I keep coming back to this sentence. If I’m lazy, I hit “complexity” and feel overwhelmed and tune out. If I move past complexity and think of “responsible love”, I feel inadequate. Then I read “justice” and “mercy,” and my heart skips a beat…I want and need those.

The important questions are always the harder ones to ask, the deeper layer that often includes waiting, reflecting, and even suffering. A few examples come to mind: Writing this within days after our election in America, the questions our society is asking are endless, though perhaps the important questions are starting to stand out more, kind of like staring at an optical illusion for minutes and suddenly seeing a shape as clear as a bell.


In my work over the past 12 years with Blood:Water, we’ve discovered so many important questions, and plumbed them to help us focus in the right direction while remaining rooted in our mission, vision, and values. When working with partners in various contexts in Africa, the same important question sometimes has multiple answers. Sometimes an answer will change from season to season, because after all, it revolves around moving targets of people and society. Complexity.

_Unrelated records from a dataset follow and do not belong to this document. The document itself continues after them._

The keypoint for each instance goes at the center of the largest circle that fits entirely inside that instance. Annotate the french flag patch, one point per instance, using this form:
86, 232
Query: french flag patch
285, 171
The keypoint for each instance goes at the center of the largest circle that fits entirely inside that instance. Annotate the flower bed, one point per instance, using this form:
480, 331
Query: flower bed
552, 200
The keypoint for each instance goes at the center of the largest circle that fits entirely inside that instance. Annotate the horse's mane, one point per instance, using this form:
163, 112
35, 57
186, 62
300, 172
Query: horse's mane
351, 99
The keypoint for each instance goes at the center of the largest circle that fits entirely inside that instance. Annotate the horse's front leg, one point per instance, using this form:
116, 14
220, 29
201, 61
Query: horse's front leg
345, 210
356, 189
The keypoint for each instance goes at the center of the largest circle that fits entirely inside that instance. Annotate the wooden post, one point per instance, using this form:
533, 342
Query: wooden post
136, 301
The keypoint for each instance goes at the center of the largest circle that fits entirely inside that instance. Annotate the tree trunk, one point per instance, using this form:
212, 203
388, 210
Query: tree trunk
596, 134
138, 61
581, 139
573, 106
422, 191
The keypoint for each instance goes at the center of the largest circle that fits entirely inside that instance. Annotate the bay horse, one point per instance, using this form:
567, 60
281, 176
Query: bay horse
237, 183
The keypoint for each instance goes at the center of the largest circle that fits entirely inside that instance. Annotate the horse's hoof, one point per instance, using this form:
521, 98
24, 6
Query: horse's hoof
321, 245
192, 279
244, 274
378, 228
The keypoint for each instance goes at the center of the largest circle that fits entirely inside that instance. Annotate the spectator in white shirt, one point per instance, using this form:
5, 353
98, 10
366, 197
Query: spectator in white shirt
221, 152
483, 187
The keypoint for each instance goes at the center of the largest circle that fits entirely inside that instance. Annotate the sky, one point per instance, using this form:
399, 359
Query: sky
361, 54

But the sentence here connects “complexity” with “responsible love” – paired together, there’s a sense of implication and obligation. “I must do something!” What stirs that in our hearts? What keeps us longing for more, standing firm, and pressing on?

When our love for others overflows from a sense of responsibility, points toward justice, and recognizes mercy through it all, we are less concerned with speed and ease (i.e., “cheap”).

We find our meaning as we ask the important questions. The waiting, reflecting, and suffering are some of the most incarnational “heart-affecting” movements that shape us.